Explosion des places de marché
« La transformation digitale de nos clients est devenue une évidence », explique Philippe Corrot, cofondateur de la licorne française Mirakl, en plein boom avec sa solution logicielle de création et gestion de places de marché sur internet (marketplaces en anglais). Si plusieurs de ses partenaires ont été impactés par la crise, 2020 a malgré tout été une année faste pour l’entreprise, qui s’achève avec l’annonce du lancement d’une place de marché pour le géant du bricolage Leroy Merlin.
Quel que soit le secteur, les places de marché permettent de proposer « une offre quasi illimitée » grâce aux produits proposés par des vendeurs extérieurs. Comme ces derniers vendent directement aux clients, les distributeurs n’ont pas à gérer ces stocks.
« Quasiment toutes les enseignes, (...) qu’elles soient en ligne ou non à l’origine, sont en train d’ouvrir des marketplaces », observait au début de l’automne Edouard Nattée, directeur général de Foxintelligence, qui mesure l’activité des entreprises de e-commerce. Dans le secteur cosmétique, c’est notamment le choix fait par le groupe Douglas, un acteur majeur de la distribution sélective en Europe.
Magasins « augmentés »
Tout au long de l’année 2020, les inquiétudes sanitaires, les appels à limiter les déplacements et les différents confinements ont rudement mis à l’épreuve le modèle du magasin « en dur ». En France, lors du second confinement du mois de novembre, la chute des ventes a atteint 79% pour la beauté, malgré le développement du click&collect.
Malgré un attachement affirmé aux commerces physiques, « les clients n’ont pas encore suffisamment retrouvé le chemin de leurs commerces », relevait fin décembre l’association de fédérations du commerce Conseil du commerce de France (CDCF).
Pour les faire revenir, certaines enseignes tentent de réinventer leurs boutiques. C’est le cas de Go Sport, qui vient de rouvrir un de ses magasins emblématiques place de la République à Paris : son président Philippe Favre veut en faire « un espace d’expertise et de conseil », via la formation de certains salariés « comme coaches sportifs » par exemple. Une piste d’athlétisme de 30 mètres est aussi en construction.
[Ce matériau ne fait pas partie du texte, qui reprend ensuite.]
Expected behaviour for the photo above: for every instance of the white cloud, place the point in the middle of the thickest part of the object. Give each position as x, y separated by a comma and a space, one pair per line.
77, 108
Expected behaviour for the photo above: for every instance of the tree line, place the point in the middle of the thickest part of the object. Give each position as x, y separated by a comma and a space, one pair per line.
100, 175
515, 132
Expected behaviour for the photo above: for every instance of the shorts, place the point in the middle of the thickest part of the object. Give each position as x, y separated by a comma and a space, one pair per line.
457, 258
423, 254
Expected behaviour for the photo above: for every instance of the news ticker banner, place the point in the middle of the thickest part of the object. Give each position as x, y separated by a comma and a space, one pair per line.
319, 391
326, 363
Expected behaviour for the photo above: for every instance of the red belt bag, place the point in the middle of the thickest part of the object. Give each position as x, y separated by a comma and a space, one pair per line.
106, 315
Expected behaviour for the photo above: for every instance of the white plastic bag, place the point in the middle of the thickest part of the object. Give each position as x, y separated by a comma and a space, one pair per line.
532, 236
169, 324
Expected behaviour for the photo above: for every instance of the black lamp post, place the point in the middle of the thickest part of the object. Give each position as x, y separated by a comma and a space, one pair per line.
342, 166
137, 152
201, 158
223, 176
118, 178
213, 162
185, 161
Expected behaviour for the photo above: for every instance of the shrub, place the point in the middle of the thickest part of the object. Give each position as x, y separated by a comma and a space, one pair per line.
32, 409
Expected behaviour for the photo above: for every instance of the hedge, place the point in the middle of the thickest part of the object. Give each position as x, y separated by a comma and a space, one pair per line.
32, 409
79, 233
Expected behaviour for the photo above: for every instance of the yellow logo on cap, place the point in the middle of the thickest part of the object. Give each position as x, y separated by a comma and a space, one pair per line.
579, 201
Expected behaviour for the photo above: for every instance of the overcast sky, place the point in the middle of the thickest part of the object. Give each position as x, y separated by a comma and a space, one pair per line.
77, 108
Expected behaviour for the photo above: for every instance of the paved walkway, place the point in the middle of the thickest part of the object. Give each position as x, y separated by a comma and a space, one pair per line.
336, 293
Objectif : « que les clients se sentent dans un environnement sportif » et que le magasin « complète le numérique ».
Les clients aujourd’hui « vont prendre beaucoup d’informations en amont sur le web, seront nombreux à passer en magasin pour échanger avec les vendeurs, voir les produits, avant de retourner sur le site pour finaliser les commandes », abonde Akim Denora à Leroy Merlin.
Seconde main en force
Ikea, Zalando, La Redoute, et même Auchan : de nombreuses enseignes se sont mises en 2020 à l’offre de seconde main, notamment dans le textile où la pression est forte avec l’engouement pour le site spécialisé Vinted. « Il semble que ce soit une tendance qui change l’industrie et qui persiste », expliquait fin octobre le PDG de ce dernier, Thomas Plantenga, à l’AFP. « Que les gens sentent que l’industrie a besoin de changer, qu’elle a besoin d’être plus circulaire, cela bénéficiera à la société ».
Engagement éthique, mais aussi arbitrage économique sont les clés de cet engouement, particulièrement vif parmi les plus jeunes. Cela profite au site français Le Bon Coin, mais aussi aux vendeurs en ligne : la place de marché numérique Rakuten a noté dès le 25 décembre « plus de 300.000 nouvelles annonces » de cadeaux revendus en une matinée en France. Même constat chez le concurrent eBay avec « 600.000 annonces liées à la revente des cadeaux de Noël » en une journée.
Prime à la proximité
Enfin, le « localisme », la préférence pour les produits fabriqués localement, mais aussi pour les petits commerce de proximité, a connu un véritable boom à l’occasion de la crise sanitaire.
« La production de biens de consommation pour une valeur de près de 5 milliards d’euros pourrait être relocalisée en France au cours des douze prochains mois », estimait dans une étude mi-novembre le cabinet de conseil en transformation d’entreprises Alvarez & Marsal.
Les raisons de cette montée en puissance ? D’une part, éviter les ruptures de chaînes d’approvisionnement lointaines, davantage soumises aux aléas diplomatiques et sanitaires (fermetures des frontières, droits de douanes...). D’autre part, répondre aux préoccupations de consommateurs désireux de soutenir les producteurs locaux. C’est notamment perceptible pour les achats alimentaires, selon une autre étude réalisée par Accenture et SAP : les circuits courts, comme l’achat direct aux producteurs ou les commerces de proximité, ont tiré leur épingle du jeu en 2020.
Selon la société d’études GlobalData, l’attitude des consommateurs a fortement changé pendant la pandémie, plus de 50% des personnes interrogées affirmant accorder plus d’importance à l’origine locale des qu’avant l’épidémie.